JurisprudênciaIA

Superior Tribunal de Justiça

Acórdão

Relator(a)
Ministro Humberto Martins
Órgão julgador
Segunda Turma
Data do julgamento
14/10/2014
Data de publicação
11/11/2014

STJ – Acórdão, Rel. Ministro Humberto Martins, Segunda Turma, j. 14/10/2014, p. 11/11/2014

Ementa

PROCESSO CIVIL. AGRAVO REGIMENTAL NA MEDIDA CAUTELAR. EFEITO SUSPENSIVO A RECURSO ESPECIAL. REQUISITOS PARA O DEFERIMENTO DA TUTELA DE URGÊNCIA NÃO DEMONSTRADOS. 1. A jurisprudência do Superior Tribunal de Justiça somente tem admitido excepcionalmente a atribuição de efeito suspensivo a recurso. Todavia, é necessária a presença concomitante dos pressupostos que lhe são inerentes, quais sejam, fumus boni iuris e periculum in mora. 2. No mesmo sentido: MC 21.122/CE, Rel.
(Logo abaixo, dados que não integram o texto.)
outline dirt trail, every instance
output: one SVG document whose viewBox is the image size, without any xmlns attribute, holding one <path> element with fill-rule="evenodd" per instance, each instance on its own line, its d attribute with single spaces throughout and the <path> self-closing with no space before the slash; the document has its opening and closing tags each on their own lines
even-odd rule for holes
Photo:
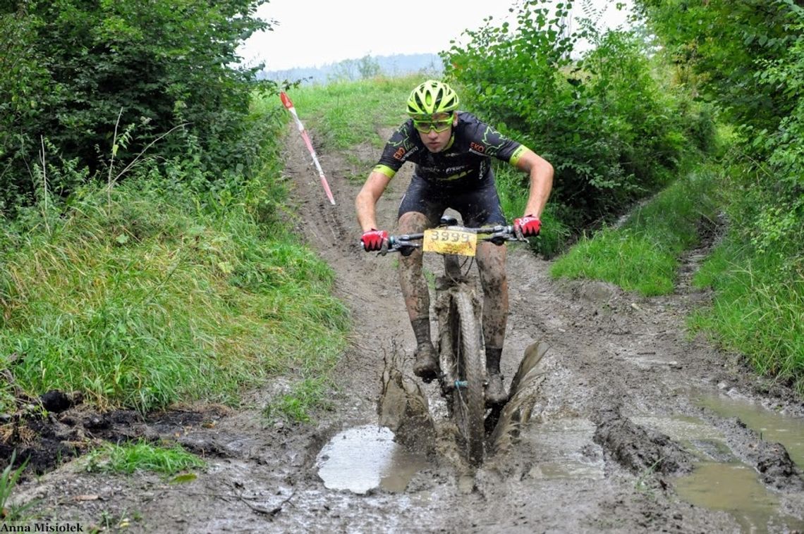
<svg viewBox="0 0 804 534">
<path fill-rule="evenodd" d="M 379 154 L 365 149 L 359 155 L 371 161 Z M 684 284 L 679 294 L 646 299 L 605 283 L 552 281 L 549 264 L 521 247 L 509 254 L 511 309 L 503 373 L 510 380 L 535 341 L 544 340 L 550 350 L 542 397 L 520 440 L 474 475 L 437 453 L 402 491 L 356 495 L 326 487 L 318 475 L 319 451 L 339 431 L 376 424 L 384 358 L 407 358 L 403 371 L 410 374 L 413 337 L 395 260 L 358 249 L 353 200 L 359 185 L 345 179 L 352 172 L 346 160 L 322 157 L 337 202 L 333 207 L 293 132 L 285 157 L 298 199 L 298 230 L 335 270 L 335 292 L 351 309 L 354 338 L 338 369 L 342 389 L 333 392 L 338 408 L 318 414 L 315 426 L 265 428 L 260 409 L 273 392 L 256 392 L 253 410 L 219 413 L 212 428 L 195 424 L 178 433 L 181 442 L 210 460 L 211 468 L 196 480 L 174 485 L 157 475 L 91 475 L 68 464 L 22 488 L 23 499 L 41 499 L 46 516 L 112 527 L 127 517 L 128 530 L 134 532 L 708 532 L 804 527 L 801 474 L 784 447 L 702 404 L 739 397 L 795 418 L 804 414 L 785 388 L 753 377 L 705 341 L 687 338 L 685 315 L 706 295 Z M 407 171 L 394 178 L 378 206 L 384 227 L 393 226 Z M 692 260 L 699 256 L 691 255 Z M 424 391 L 437 420 L 435 387 Z M 691 435 L 679 427 L 692 428 Z M 745 519 L 682 499 L 680 482 L 701 462 L 757 473 L 773 512 Z M 80 495 L 96 499 L 77 499 Z"/>
</svg>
Ministro Napoleão Nunes Maia Filho, Rel. p/ Acórdão Ministro Benedito Gonçalves, Primeira Turma, julgado em 8/10/2013, DJe 13/3/2014; AgRg na MC 21.678/RS, Rel. Ministro Sidnei Beneti, Terceira Turma, julgado em 22/10/2013, DJe 20/3/2014; MC 17.080/SP, Rel. Ministro Humberto Martins, Segunda Turma, julgado em 23/8/2011, DJe 1º/9/2011. 3. A probabilidade de êxito do recurso deve ser verificada na medida cautelar, ainda que de modo superficial. 4. O Superior Tribunal de Justiça, em acórdão lavrado sob o rito do art. 543-C do CPC, firmou entendimento no sentido de que a declaração de nulidade do contrato de trabalho, em razão da ocupação de cargo público sem a necessária aprovação em prévio concurso público, equipara-se à ocorrência de culpa recíproca, gerando para o trabalhador o direito ao levantamento das quantias depositadas na sua conta vinculada ao FGTS. Agravo regimental improvido. (AgRg na MC n. 23.311/SC, relator Ministro Humberto Martins, Segunda Turma, julgado em 14/10/2014, DJe de 11/11/2014.)